Para marcar o Dia Internacional da Biodiversidade,
ativistas do Greenpeace fecharam a entrada da sede da Cargill na
Europa, no Reino Unido, e uma fábrica da Sun Valley de propriedade
da empresa, na França, para protestar contra o que a organização
considera um dos maiores crimes ambientais da atualidade,
patrocinado pela norte-americana Cargill.
A maior companhia comercializadora de commodities do mundo
promove a destruição da floresta amazônica para o plantio de soja,
que depois é exportada para a Europa para alimentar frango e gado,
vendidos em supermercados e redes de fast-food na Europa e em
outras partes do mundo.
Ativistas do Greenpeace despejaram cerca de quatro toneladas de
grãos de soja na entrada da sede da Cargill na Europa, que fica no
Surrey, no Reino Unido, local onde a empresa organiza o desembarque
na Europa de centenas de milhares de toneladas de soja provenientes
da Amazônia. Vários ativistas se acorrentaram no portão de entrada
do prédio da companhia, impedindo que cerca de 300 empregados
entrassem no escritório.
Na França, em Orleans, os ativistas fecharam uma fábrica da Sun
Valley, de propriedade da Cargill, que produz frango para
supermercados e redes de fast-food em toda a Europa. Todas as
semanas, os milhares de frangos da Sun Valley são alimentados com
soja proveniente da Amazônia.
"A maioria das pessoas pode nunca ter ouvido falar
da Cargill, mas ela é responsável por uma das piores tragédias
ambientais do nosso tempo. A Amazônia é uma das regiões de maior
biodiversidade do planeta. A Cargill está sucateando a principal
floresta tropical do mundo, plantando soja para alimentar animais,
que depois serão comercializados por supermercados e fast-food",
afirmou o coordenador da campanha Amazônia do Greenpeace Alemanha,
Thomas Henningsen.
Os protestos de hoje são continuação das manifestações do
Greenpeace que se iniciaram na semana passada, em Santarém. Na
última sexta-feira, o Greenpeace bloqueou o porto da Cargill na
cidade, impedindo o descarregamento de soja amazônica por cerca de
três horas e meia.
Funcionários da empresa e produtores de soja locais reagiram com
violência à manifestação pacífica no porto ilegal da empresa. A
soja, que é exportada para a Europa como alimento animal, é
cultivada em áreas desmatadas da Floresta Amazônica.

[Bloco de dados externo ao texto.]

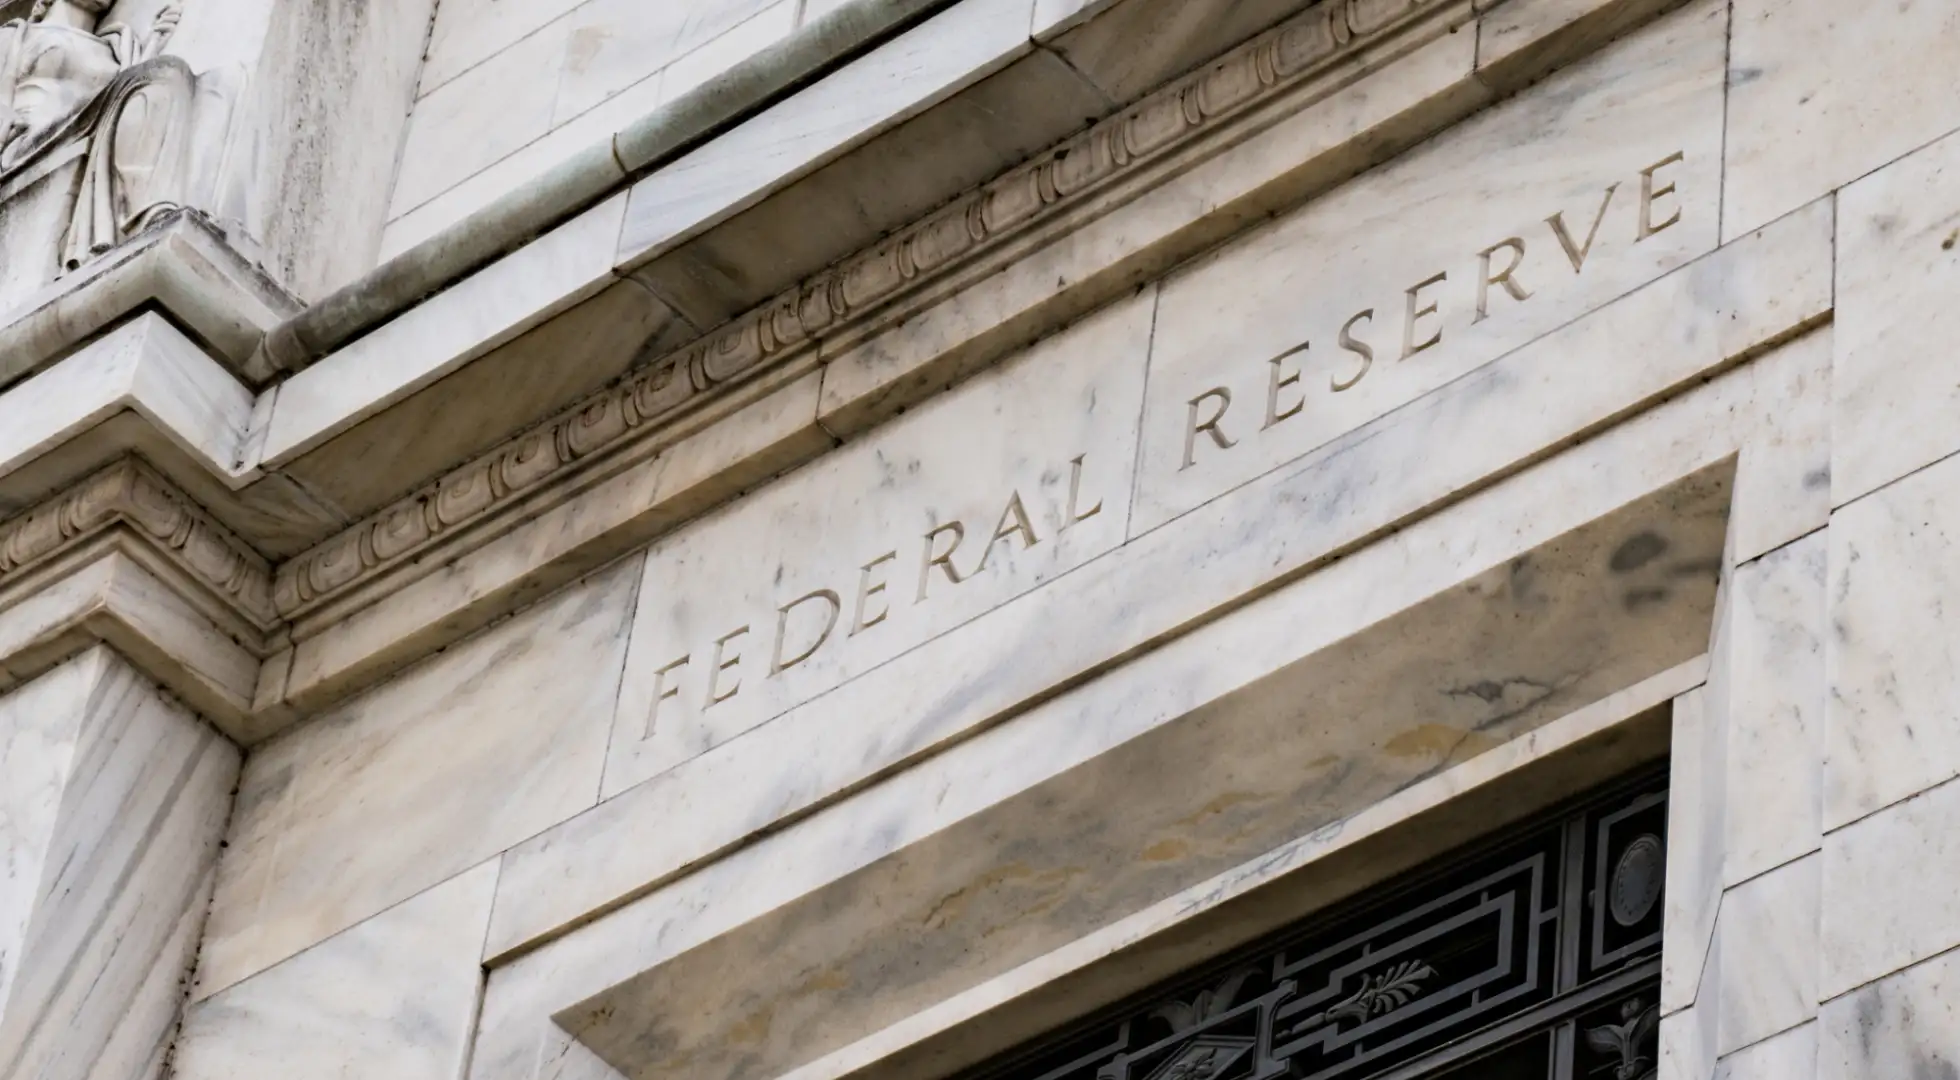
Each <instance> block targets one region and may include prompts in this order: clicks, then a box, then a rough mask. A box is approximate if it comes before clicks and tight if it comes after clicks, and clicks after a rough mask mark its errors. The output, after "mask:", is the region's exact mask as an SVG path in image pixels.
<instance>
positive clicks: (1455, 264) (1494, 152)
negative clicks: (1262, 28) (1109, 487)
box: [1135, 2, 1727, 531]
mask: <svg viewBox="0 0 1960 1080" xmlns="http://www.w3.org/2000/svg"><path fill="white" fill-rule="evenodd" d="M1725 29H1727V18H1725V10H1723V6H1721V4H1707V2H1699V4H1693V6H1690V8H1688V10H1684V12H1680V14H1676V16H1670V18H1668V20H1664V22H1660V24H1656V25H1652V27H1648V29H1646V31H1642V33H1639V35H1635V37H1633V39H1629V41H1623V43H1619V45H1615V47H1611V49H1607V51H1603V53H1599V55H1597V57H1592V59H1590V61H1586V63H1582V65H1576V67H1572V69H1570V71H1562V73H1558V74H1554V76H1552V78H1548V80H1546V82H1544V84H1543V86H1539V88H1537V90H1535V92H1529V94H1521V96H1517V98H1513V100H1507V102H1503V104H1499V106H1495V108H1492V110H1490V112H1486V114H1482V116H1478V118H1472V120H1468V122H1464V123H1460V125H1456V127H1452V129H1448V131H1445V133H1441V135H1437V137H1435V139H1431V141H1429V143H1425V145H1421V147H1417V149H1415V151H1411V153H1407V155H1405V157H1401V159H1397V161H1394V163H1390V165H1386V167H1382V169H1376V171H1374V172H1368V174H1366V176H1362V178H1358V180H1354V182H1350V184H1347V186H1343V188H1341V190H1337V192H1331V194H1327V196H1323V198H1319V200H1315V202H1311V204H1307V206H1303V208H1299V210H1298V212H1294V214H1288V216H1286V218H1282V220H1278V221H1274V223H1272V225H1268V227H1264V229H1256V231H1250V233H1249V235H1245V237H1243V239H1239V241H1235V243H1231V245H1227V247H1223V249H1219V251H1217V253H1213V255H1207V257H1203V259H1200V261H1196V263H1194V265H1192V267H1190V269H1186V270H1180V272H1178V274H1174V276H1172V278H1166V280H1164V284H1162V300H1160V302H1158V316H1156V333H1154V337H1152V343H1151V390H1149V402H1147V406H1145V417H1143V423H1145V443H1143V459H1141V466H1139V472H1141V478H1139V488H1137V492H1139V494H1137V512H1135V517H1137V523H1135V527H1137V531H1143V529H1152V527H1156V525H1160V523H1164V521H1166V519H1172V517H1176V515H1180V514H1186V512H1190V510H1192V508H1196V506H1200V504H1203V502H1207V500H1211V498H1217V496H1219V494H1221V492H1225V490H1231V488H1235V486H1239V484H1245V482H1249V480H1252V478H1256V476H1260V474H1264V472H1268V470H1272V468H1278V466H1284V465H1286V463H1292V461H1298V459H1299V457H1301V455H1307V453H1311V451H1315V449H1319V447H1325V445H1329V443H1333V441H1335V439H1339V437H1341V435H1345V433H1348V431H1354V429H1358V427H1362V425H1364V423H1368V421H1372V419H1376V417H1380V416H1384V414H1390V412H1394V410H1396V408H1399V406H1403V404H1407V402H1411V400H1415V398H1421V396H1423V394H1429V392H1433V390H1437V388H1441V386H1446V384H1448V382H1452V380H1456V378H1460V376H1464V374H1466V372H1470V370H1476V368H1478V367H1482V365H1486V363H1490V361H1492V359H1495V357H1501V355H1505V353H1509V351H1511V349H1517V347H1519V345H1525V343H1527V341H1533V339H1537V337H1543V335H1544V333H1548V331H1552V329H1556V327H1560V325H1564V323H1568V321H1572V319H1574V318H1576V316H1582V314H1584V312H1590V310H1595V308H1597V306H1601V304H1603V302H1607V300H1611V298H1615V296H1623V294H1627V292H1629V290H1633V288H1637V286H1641V284H1642V282H1648V280H1652V278H1658V276H1662V274H1666V272H1668V270H1672V269H1676V267H1680V265H1684V263H1688V261H1691V259H1695V257H1697V255H1703V253H1707V251H1711V249H1713V247H1715V237H1717V206H1719V192H1721V86H1723V49H1725Z"/></svg>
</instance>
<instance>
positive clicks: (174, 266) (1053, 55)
mask: <svg viewBox="0 0 1960 1080" xmlns="http://www.w3.org/2000/svg"><path fill="white" fill-rule="evenodd" d="M1674 6H1678V0H1556V2H1552V0H1507V2H1494V0H1321V2H1317V4H1305V2H1299V0H1268V2H1260V4H1188V2H1178V0H1123V2H1102V4H1074V6H1070V4H1060V6H1058V4H1051V2H1043V4H1035V2H1033V0H960V2H955V4H896V2H894V4H860V6H858V8H862V12H857V14H849V16H845V18H841V20H839V22H837V24H835V25H831V27H829V29H827V31H825V33H831V35H833V37H835V43H833V45H835V55H831V59H829V61H825V63H817V61H815V59H813V57H817V55H823V53H821V49H819V51H817V53H811V49H813V47H811V45H808V43H790V45H786V47H784V49H788V51H794V49H802V53H796V55H794V57H790V61H786V59H784V57H782V55H764V57H759V59H757V61H755V63H751V65H747V67H745V69H739V71H735V73H731V76H729V78H725V80H717V82H715V84H710V86H708V88H704V94H702V98H700V102H682V110H688V108H692V110H696V112H702V110H710V106H713V108H719V110H721V120H719V122H717V123H711V125H708V127H706V129H702V131H698V133H696V135H694V137H692V141H678V143H674V141H670V139H668V141H662V137H661V131H659V129H657V127H641V129H637V131H627V133H621V135H617V137H615V139H613V145H612V147H610V155H608V157H610V159H608V163H604V165H596V167H594V169H600V172H604V171H606V169H615V171H617V180H619V182H617V186H613V188H610V190H606V188H604V186H602V184H594V182H590V176H586V180H580V182H578V184H566V186H564V190H563V192H561V194H559V196H537V194H535V192H533V194H529V196H525V198H531V200H533V204H531V206H529V208H527V210H525V214H527V218H525V214H515V212H510V210H500V212H498V214H502V218H500V220H502V221H506V225H508V223H510V221H519V223H527V225H535V227H531V233H535V239H529V241H527V243H521V245H510V243H506V247H510V251H506V253H500V255H486V253H488V251H492V247H490V245H492V241H468V239H457V237H463V233H466V229H468V223H465V227H461V229H457V237H437V239H435V241H431V243H429V245H427V249H425V251H423V249H417V251H423V253H421V255H417V253H416V251H412V253H408V255H404V257H402V259H398V261H396V263H394V265H392V269H390V270H388V274H380V276H378V278H376V282H380V284H374V286H372V294H370V296H365V298H363V296H355V294H347V292H345V290H343V294H341V296H335V298H329V300H325V302H323V304H321V306H319V308H321V310H329V308H331V312H333V319H335V321H333V323H331V325H329V327H327V329H318V327H316V329H304V327H306V325H308V318H310V316H308V314H306V312H298V304H296V302H294V300H292V298H290V296H286V294H284V292H282V290H280V288H278V286H276V284H272V282H270V280H269V278H265V276H263V274H257V272H253V270H251V263H249V261H245V259H241V257H237V255H233V253H231V251H229V249H227V247H225V245H223V243H221V239H220V237H218V235H216V233H214V229H212V227H208V225H206V223H204V221H202V220H200V218H198V216H196V214H178V216H171V218H169V220H165V221H163V223H161V225H159V227H155V229H151V231H145V233H141V235H139V237H135V239H133V241H129V243H127V245H125V247H118V249H114V251H110V253H108V255H104V257H102V259H100V261H96V263H88V265H84V267H82V269H78V270H76V272H74V274H71V276H67V278H63V280H61V282H57V286H53V288H49V290H43V294H39V296H35V298H33V300H31V302H27V304H25V306H24V308H22V312H24V314H22V316H20V318H16V319H14V321H12V323H10V325H8V327H4V329H0V339H6V341H18V343H20V345H18V349H8V353H6V355H8V361H6V370H4V372H0V380H6V378H12V380H14V382H12V384H10V386H6V390H0V416H6V414H12V416H14V417H16V419H14V421H10V423H8V425H0V429H6V431H8V435H4V437H0V508H12V510H16V517H14V521H16V525H14V531H16V533H22V535H25V531H27V529H29V525H31V527H39V525H33V523H39V521H45V519H49V515H53V517H59V515H61V512H63V510H61V508H65V506H73V504H74V500H76V492H82V490H92V488H88V486H90V484H98V480H96V478H94V476H102V474H108V472H96V470H102V468H106V470H110V472H116V470H122V472H118V474H127V476H141V478H143V480H141V482H143V490H167V492H172V494H171V496H169V498H171V500H174V502H180V504H182V506H186V508H192V510H194V512H196V514H198V521H206V523H208V525H206V527H204V531H196V529H194V535H206V533H210V535H220V537H225V539H223V545H221V547H225V549H227V551H229V549H235V551H237V555H239V557H241V559H245V561H247V563H249V566H251V572H249V574H247V578H249V584H247V586H239V588H243V590H245V594H249V596H243V594H239V592H237V590H233V592H225V586H214V582H210V580H206V578H208V576H210V574H206V576H200V570H198V566H200V563H198V561H196V559H186V557H184V555H182V549H172V547H171V545H165V551H176V555H167V557H165V559H167V561H169V563H171V565H172V566H178V568H182V570H184V572H186V574H188V576H190V580H194V582H196V588H198V590H206V592H210V590H212V588H218V592H221V594H225V596H227V598H225V600H221V602H220V604H218V608H216V610H214V612H216V614H212V615H210V621H212V625H214V627H218V629H216V635H218V639H225V641H231V647H235V649H237V655H239V657H249V659H251V661H249V663H247V661H237V663H231V666H233V668H237V670H245V666H251V664H259V663H261V661H265V663H263V668H255V676H251V678H245V676H241V674H235V672H233V674H227V676H225V678H223V680H220V682H221V684H223V692H221V694H220V692H208V690H194V694H202V698H200V700H198V704H200V708H210V710H212V712H214V713H216V715H220V717H225V719H223V723H227V729H229V731H233V733H235V735H239V737H241V739H245V741H251V739H259V737H265V735H269V733H272V731H276V729H278V727H282V725H288V723H292V721H296V719H298V717H302V715H306V713H310V712H314V710H318V708H323V706H327V704H331V702H333V700H337V698H341V696H345V694H351V692H355V690H359V688H363V686H368V684H372V682H374V680H378V678H384V676H386V674H388V672H392V670H398V668H402V666H404V664H408V663H414V661H416V659H419V657H423V655H427V653H429V651H435V649H441V647H443V645H447V643H451V641H455V639H459V637H463V635H465V633H470V631H472V629H476V627H480V625H484V623H488V621H492V619H496V617H500V615H504V614H510V612H512V610H515V608H519V606H523V604H527V602H529V600H533V598H537V596H539V594H543V592H547V590H551V588H555V586H559V584H563V582H566V580H572V578H576V576H578V574H584V572H588V570H592V568H594V566H600V565H604V563H606V561H610V559H613V557H617V555H623V553H627V551H631V549H633V547H637V545H643V543H647V541H649V539H653V537H655V535H659V533H662V531H666V529H670V527H674V525H678V523H680V521H686V519H690V517H694V515H698V514H702V512H706V510H710V508H713V506H717V504H719V502H725V500H727V498H731V496H735V494H739V492H743V490H747V488H751V486H755V484H759V482H762V480H766V478H770V476H774V474H778V472H784V470H788V468H794V466H798V465H804V463H808V461H813V459H817V457H821V455H825V453H827V451H831V449H833V447H837V445H839V443H843V441H851V439H855V437H858V435H862V433H866V431H870V429H872V427H876V425H880V423H882V421H886V419H890V417H892V416H896V414H900V412H904V410H907V408H911V406H915V404H919V402H923V400H927V398H931V396H933V394H937V392H939V390H943V388H947V386H951V384H955V382H958V380H962V378H966V376H968V374H972V372H976V370H980V368H984V367H988V365H992V363H994V361H998V359H1002V357H1005V355H1009V353H1013V351H1015V349H1019V347H1023V345H1027V343H1031V341H1037V339H1041V337H1043V335H1049V333H1053V331H1054V329H1058V327H1062V325H1066V323H1070V321H1072V319H1078V318H1082V316H1084V314H1088V312H1092V310H1096V308H1100V306H1103V304H1107V302H1111V300H1115V298H1119V296H1123V294H1125V292H1129V290H1133V288H1135V286H1137V284H1141V282H1145V280H1151V278H1152V276H1158V274H1162V272H1164V270H1168V269H1170V267H1174V265H1178V263H1182V261H1186V259H1192V257H1194V255H1200V253H1203V251H1207V249H1209V247H1213V245H1217V243H1221V241H1223V239H1227V237H1231V235H1235V233H1239V231H1243V229H1245V227H1249V225H1252V223H1256V221H1260V220H1264V218H1266V216H1270V214H1276V212H1280V210H1284V208H1288V206H1294V204H1299V202H1301V200H1305V198H1311V196H1313V194H1317V192H1323V190H1329V188H1333V186H1337V184H1341V182H1343V180H1347V178H1352V176H1356V174H1358V172H1362V171H1366V169H1370V167H1374V165H1378V163H1382V161H1386V159H1390V157H1394V155H1397V153H1399V151H1403V149H1407V147H1411V145H1415V143H1419V141H1421V139H1425V137H1429V135H1431V133H1435V131H1439V129H1443V127H1448V125H1450V123H1454V122H1458V120H1462V118H1466V116H1470V114H1472V112H1476V110H1480V108H1484V106H1488V104H1490V102H1494V100H1497V98H1501V96H1505V94H1509V92H1513V90H1517V88H1521V86H1525V84H1529V82H1531V80H1535V78H1539V76H1543V74H1544V73H1548V71H1552V69H1556V67H1560V65H1564V63H1568V61H1572V59H1574V57H1582V55H1586V53H1590V51H1593V49H1597V47H1599V45H1603V43H1605V41H1609V39H1613V37H1615V35H1617V33H1621V31H1625V29H1627V27H1631V25H1637V24H1641V22H1644V20H1648V18H1652V16H1658V14H1660V12H1664V10H1670V8H1674ZM1058 8H1066V10H1058ZM853 10H855V8H847V10H845V12H853ZM851 20H857V22H851ZM1021 25H1027V27H1029V31H1027V33H1023V31H1021V29H1019V27H1021ZM819 29H821V27H819ZM792 45H794V49H792ZM792 61H794V63H800V65H804V69H808V71H804V69H800V71H802V76H800V78H796V80H790V82H788V84H780V86H778V84H770V82H768V80H766V78H762V76H764V74H766V73H768V71H770V69H768V65H778V67H780V65H784V63H792ZM792 67H794V65H792ZM745 80H747V82H745ZM745 86H747V90H745ZM759 88H760V92H762V96H757V92H759ZM745 92H747V94H749V98H743V94H745ZM731 100H737V102H741V104H739V108H737V106H731V104H729V102H731ZM839 118H843V120H839ZM694 122H700V116H696V118H694ZM947 147H953V151H955V153H945V151H947ZM596 174H598V172H596ZM551 198H561V200H564V202H561V204H559V210H557V212H555V214H553V212H549V210H539V206H543V204H549V202H551ZM539 200H543V204H541V202H539ZM514 214H515V216H514ZM559 218H563V220H559ZM472 245H474V247H472ZM465 249H466V251H465ZM459 251H463V255H457V253H459ZM417 259H423V261H427V263H429V265H443V263H445V261H447V263H449V265H457V267H466V270H468V272H466V274H463V276H459V278H455V280H441V282H437V284H433V286H429V282H427V280H425V278H416V274H414V272H412V269H414V265H416V261H417ZM404 267H410V270H404ZM404 282H406V284H404ZM414 284H421V286H427V288H421V290H419V292H416V290H412V288H410V286H414ZM316 319H318V316H316ZM321 343H325V347H321ZM104 372H108V376H104ZM127 461H141V463H147V466H145V465H129V463H127ZM76 484H78V486H76ZM129 484H135V482H133V480H131V482H129ZM125 486H127V484H125ZM82 502H86V500H82ZM129 521H135V519H133V517H131V519H129ZM137 525H139V521H137ZM84 531H86V529H84ZM127 531H129V533H131V535H149V537H151V539H149V541H143V543H155V535H153V531H151V533H145V531H143V529H139V527H129V529H127ZM118 535H120V533H118ZM63 543H67V541H63ZM200 543H202V541H200ZM63 551H71V549H69V547H63ZM74 551H78V549H74ZM200 551H202V547H200ZM14 578H20V580H25V578H24V576H22V574H14ZM227 580H229V578H227ZM241 580H243V578H241ZM29 592H31V590H25V586H16V584H14V582H10V580H4V578H0V606H10V604H22V600H8V598H24V596H29ZM200 604H202V600H200ZM227 604H229V606H231V608H233V610H231V612H229V614H227V612H225V606H227ZM200 610H202V608H200ZM0 617H4V614H0ZM227 663H229V661H227ZM178 666H182V664H178ZM159 678H161V676H159ZM190 696H192V694H186V698H190Z"/></svg>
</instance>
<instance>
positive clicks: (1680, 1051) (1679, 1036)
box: [1654, 1004, 1715, 1080]
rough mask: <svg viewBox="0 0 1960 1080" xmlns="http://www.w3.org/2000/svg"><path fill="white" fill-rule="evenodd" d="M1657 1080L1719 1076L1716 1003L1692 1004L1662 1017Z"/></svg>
mask: <svg viewBox="0 0 1960 1080" xmlns="http://www.w3.org/2000/svg"><path fill="white" fill-rule="evenodd" d="M1654 1076H1656V1080H1711V1078H1713V1076H1715V1006H1713V1004H1707V1006H1690V1007H1686V1009H1680V1011H1674V1013H1668V1015H1664V1017H1660V1062H1658V1064H1656V1066H1654Z"/></svg>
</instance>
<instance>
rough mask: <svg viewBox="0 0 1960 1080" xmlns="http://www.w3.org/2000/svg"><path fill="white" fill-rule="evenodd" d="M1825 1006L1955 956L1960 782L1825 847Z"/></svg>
mask: <svg viewBox="0 0 1960 1080" xmlns="http://www.w3.org/2000/svg"><path fill="white" fill-rule="evenodd" d="M1823 935H1825V937H1823V996H1825V998H1835V996H1838V994H1844V992H1848V990H1852V988H1858V986H1864V984H1866V982H1872V980H1878V978H1884V976H1887V974H1891V972H1895V970H1899V968H1905V966H1909V964H1915V962H1919V960H1925V958H1929V957H1936V955H1940V953H1946V951H1948V949H1954V947H1960V782H1948V784H1942V786H1938V788H1933V790H1931V792H1925V794H1921V796H1915V798H1911V800H1907V802H1901V804H1897V806H1893V808H1887V810H1882V811H1878V813H1874V815H1870V817H1866V819H1862V821H1856V823H1852V825H1846V827H1842V829H1838V831H1835V833H1829V835H1827V837H1825V853H1823Z"/></svg>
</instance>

A soja é hoje uma das causas principais do desmatamento da
Amazônia brasileira. No total, uma área estimada em 1,2 milhão de
hectare do que costumava ser floresta já foi - em sua maior parte
ilegalmente - destruída para o cultivo de grãos de soja. Os
sojeiros também estão envolvidos em atividades ilegais como
apropriação de terra e escravidão.
Recentes investigações do Greenpeace reunidas no relatório
"Comendo a Amazônia" mostram que o porto da Cargill não é apenas
ilegal, como também está sendo responsável por levar soja de
desmatamento ilegal para o mercado mundial. Eles operam 13 silos no
bioma Amazônico - mais que qualquer outra companhia.
O Greenpeace exige que a Cargill e seus clientes na indústria
alimentícia garantam que a soja que eles compram para alimentação
animal não contribua para a destruição da Amazônia e que nenhum dos
produtos da soja deles seja geneticamente modificado.